07/02/2016 | ilgiornale.it
Schifosi vigliacchi questi europei che hanno paura di ogni cosa e sono proni nei confronti di tutti gli altri
E, mi raccomando, ritrovate fermezza soltanto nei dibattiti sull'uso delle chiappe, vermi!
La Svezia calpesta la memoria di Alexandra Mezher, la volotaria 22enne brutalmente ammazzata da un profugo appena quindicenne all'interno del centro di prima accoglienza di Mölndal, paesino in provincia di Goteborg.
Le autorità locali hanno, infatti, vietato ai colleghi e agli amici della giovane di commemorarla. Il motivo? "La cerimonia - hanno spiegato - potrebbe offendere gli immigrati".
Nessuna commemorazione pubblica. Solo la Santa Messa. E il ricordo di Alexandra se ne andrà così, nell'indifferenza politicamente corretta di una Svezia che si rifiuta di denunciare i crimini degli immigrati. Perché la giovane di origine libanese, che lavorava proprio nel centro di prima accoglienza di Mölndal, è stata ammazzata da un quindicenne somalo. Uno dei tanti profughi accolti dalla Svezia buonista l'ha presa a coltellate finché la ragazza non aveva più vita in corpo. I motivi che l'hanno spinto a un gesto tanto brutale sono tutt'ora ignoti dal momento che le indagini vengono svolte sotto la massima copertura per "evitare di influenza il giudizio dell'opinione pubblica" nei confronti degli immigrati. Un'assurdità che fa il paio soltanto con la decisione delle autorità locali di vietare la commemorazione della ragazza assassinata.

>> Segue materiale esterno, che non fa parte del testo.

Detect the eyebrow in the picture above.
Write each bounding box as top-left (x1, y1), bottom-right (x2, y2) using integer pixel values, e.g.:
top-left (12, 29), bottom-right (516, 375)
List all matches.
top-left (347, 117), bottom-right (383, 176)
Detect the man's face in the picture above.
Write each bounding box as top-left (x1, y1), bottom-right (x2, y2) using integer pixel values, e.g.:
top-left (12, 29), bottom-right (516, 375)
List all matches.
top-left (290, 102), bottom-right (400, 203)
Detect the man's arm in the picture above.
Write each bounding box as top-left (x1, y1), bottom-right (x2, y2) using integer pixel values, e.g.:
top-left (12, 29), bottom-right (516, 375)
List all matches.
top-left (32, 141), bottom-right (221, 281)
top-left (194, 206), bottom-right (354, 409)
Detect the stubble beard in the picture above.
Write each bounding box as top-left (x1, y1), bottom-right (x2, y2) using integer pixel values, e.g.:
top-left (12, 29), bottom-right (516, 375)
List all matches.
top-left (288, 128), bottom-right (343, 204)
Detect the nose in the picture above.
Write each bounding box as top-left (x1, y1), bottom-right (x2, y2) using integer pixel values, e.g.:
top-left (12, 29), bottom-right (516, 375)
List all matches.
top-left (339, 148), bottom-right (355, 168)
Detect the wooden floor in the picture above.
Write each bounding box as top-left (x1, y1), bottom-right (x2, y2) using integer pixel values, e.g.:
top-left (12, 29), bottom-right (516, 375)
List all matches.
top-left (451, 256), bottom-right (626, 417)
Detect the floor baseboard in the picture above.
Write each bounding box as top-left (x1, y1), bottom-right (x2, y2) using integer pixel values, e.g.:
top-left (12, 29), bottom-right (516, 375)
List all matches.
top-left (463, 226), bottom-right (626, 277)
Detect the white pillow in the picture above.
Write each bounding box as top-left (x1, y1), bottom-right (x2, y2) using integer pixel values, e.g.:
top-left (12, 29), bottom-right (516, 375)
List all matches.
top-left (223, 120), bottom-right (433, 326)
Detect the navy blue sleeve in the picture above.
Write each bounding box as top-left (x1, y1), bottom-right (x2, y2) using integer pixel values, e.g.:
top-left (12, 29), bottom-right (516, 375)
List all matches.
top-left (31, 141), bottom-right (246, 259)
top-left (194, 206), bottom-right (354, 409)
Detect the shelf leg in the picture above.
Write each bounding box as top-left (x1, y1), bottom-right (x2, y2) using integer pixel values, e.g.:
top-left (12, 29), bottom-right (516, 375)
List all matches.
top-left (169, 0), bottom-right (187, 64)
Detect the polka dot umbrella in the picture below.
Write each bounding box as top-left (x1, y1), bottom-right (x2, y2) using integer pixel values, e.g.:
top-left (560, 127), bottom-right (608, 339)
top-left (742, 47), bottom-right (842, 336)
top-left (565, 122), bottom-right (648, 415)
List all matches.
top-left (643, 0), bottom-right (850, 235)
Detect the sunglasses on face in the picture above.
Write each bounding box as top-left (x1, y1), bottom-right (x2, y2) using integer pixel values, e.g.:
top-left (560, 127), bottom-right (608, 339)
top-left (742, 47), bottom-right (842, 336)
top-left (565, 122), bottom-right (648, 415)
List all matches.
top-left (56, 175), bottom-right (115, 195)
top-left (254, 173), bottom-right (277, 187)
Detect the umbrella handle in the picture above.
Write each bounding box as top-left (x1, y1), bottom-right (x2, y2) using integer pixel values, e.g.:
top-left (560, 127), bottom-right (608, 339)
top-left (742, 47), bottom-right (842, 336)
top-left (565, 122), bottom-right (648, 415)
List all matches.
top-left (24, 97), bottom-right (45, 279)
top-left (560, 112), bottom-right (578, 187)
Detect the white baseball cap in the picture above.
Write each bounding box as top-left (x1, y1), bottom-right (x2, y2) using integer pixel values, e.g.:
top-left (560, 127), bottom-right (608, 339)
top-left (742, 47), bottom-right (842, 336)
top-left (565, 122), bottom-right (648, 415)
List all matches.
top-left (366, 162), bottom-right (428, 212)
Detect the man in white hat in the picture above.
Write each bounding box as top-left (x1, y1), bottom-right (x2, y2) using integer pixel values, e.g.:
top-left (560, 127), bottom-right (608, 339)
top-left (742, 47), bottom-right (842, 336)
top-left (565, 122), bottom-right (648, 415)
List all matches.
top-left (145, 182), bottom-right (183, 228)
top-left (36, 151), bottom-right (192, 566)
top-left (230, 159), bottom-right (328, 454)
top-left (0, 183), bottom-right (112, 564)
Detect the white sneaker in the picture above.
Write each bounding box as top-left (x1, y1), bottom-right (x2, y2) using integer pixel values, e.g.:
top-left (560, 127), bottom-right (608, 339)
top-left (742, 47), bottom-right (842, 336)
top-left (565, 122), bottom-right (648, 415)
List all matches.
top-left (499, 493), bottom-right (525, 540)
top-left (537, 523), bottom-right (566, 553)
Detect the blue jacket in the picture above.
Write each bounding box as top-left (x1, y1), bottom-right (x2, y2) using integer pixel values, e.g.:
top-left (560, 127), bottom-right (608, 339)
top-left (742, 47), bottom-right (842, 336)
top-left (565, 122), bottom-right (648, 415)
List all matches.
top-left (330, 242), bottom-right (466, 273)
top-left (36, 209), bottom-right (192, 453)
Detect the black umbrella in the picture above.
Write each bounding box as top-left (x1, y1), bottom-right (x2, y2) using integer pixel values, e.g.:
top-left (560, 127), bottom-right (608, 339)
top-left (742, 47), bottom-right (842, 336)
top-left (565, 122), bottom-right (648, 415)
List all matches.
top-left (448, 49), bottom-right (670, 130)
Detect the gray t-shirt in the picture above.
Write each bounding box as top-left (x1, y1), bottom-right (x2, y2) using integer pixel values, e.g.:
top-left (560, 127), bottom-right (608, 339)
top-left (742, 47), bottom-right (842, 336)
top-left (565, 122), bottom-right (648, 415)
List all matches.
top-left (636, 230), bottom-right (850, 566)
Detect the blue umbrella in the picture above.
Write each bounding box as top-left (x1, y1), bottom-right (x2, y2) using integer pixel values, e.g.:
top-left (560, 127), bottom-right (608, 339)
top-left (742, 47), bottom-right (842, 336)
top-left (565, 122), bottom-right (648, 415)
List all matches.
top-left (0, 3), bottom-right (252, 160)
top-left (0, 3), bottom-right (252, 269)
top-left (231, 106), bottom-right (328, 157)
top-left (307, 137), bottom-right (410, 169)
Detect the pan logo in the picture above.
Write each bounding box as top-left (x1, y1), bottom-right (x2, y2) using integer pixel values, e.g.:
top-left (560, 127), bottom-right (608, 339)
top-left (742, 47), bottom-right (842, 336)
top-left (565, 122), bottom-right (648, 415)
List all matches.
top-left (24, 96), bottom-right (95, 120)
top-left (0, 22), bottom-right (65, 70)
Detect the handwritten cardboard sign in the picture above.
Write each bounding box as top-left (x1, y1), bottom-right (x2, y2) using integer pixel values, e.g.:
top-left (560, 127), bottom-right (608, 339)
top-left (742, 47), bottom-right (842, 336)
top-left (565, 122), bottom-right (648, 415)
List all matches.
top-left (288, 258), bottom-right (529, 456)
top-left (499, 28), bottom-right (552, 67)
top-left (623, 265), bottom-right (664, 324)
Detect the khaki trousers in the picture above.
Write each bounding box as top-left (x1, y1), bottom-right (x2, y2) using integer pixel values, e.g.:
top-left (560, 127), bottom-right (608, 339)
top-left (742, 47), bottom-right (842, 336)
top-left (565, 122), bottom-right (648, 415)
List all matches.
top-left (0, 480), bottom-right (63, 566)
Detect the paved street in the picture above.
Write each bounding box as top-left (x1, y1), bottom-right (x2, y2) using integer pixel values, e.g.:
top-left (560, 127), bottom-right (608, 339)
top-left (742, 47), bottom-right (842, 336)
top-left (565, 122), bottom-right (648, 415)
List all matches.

A Örnsköldsvik erano state presentate le dovute richieste per organizzare una commemorazione pubblica in ricordo di Alexadra. Ma, dal momento che nella città sorge un altro centro di prima accoglienza, le autorità locali si sono rifiutate di concedere i permessi perché la cerimonia era "potenzialmente offensiva nei confronti dei migranti". Colleghi e amici si sono allora rivolti ai vertici del centro di prima accoglienza di Mölndal chiedendo di poter realizzare una sorta di "altare" per ricordare Alexadra all'interno del campo profughi. Ma per lo stesso motivo hanno dovuto subire un altro diniego.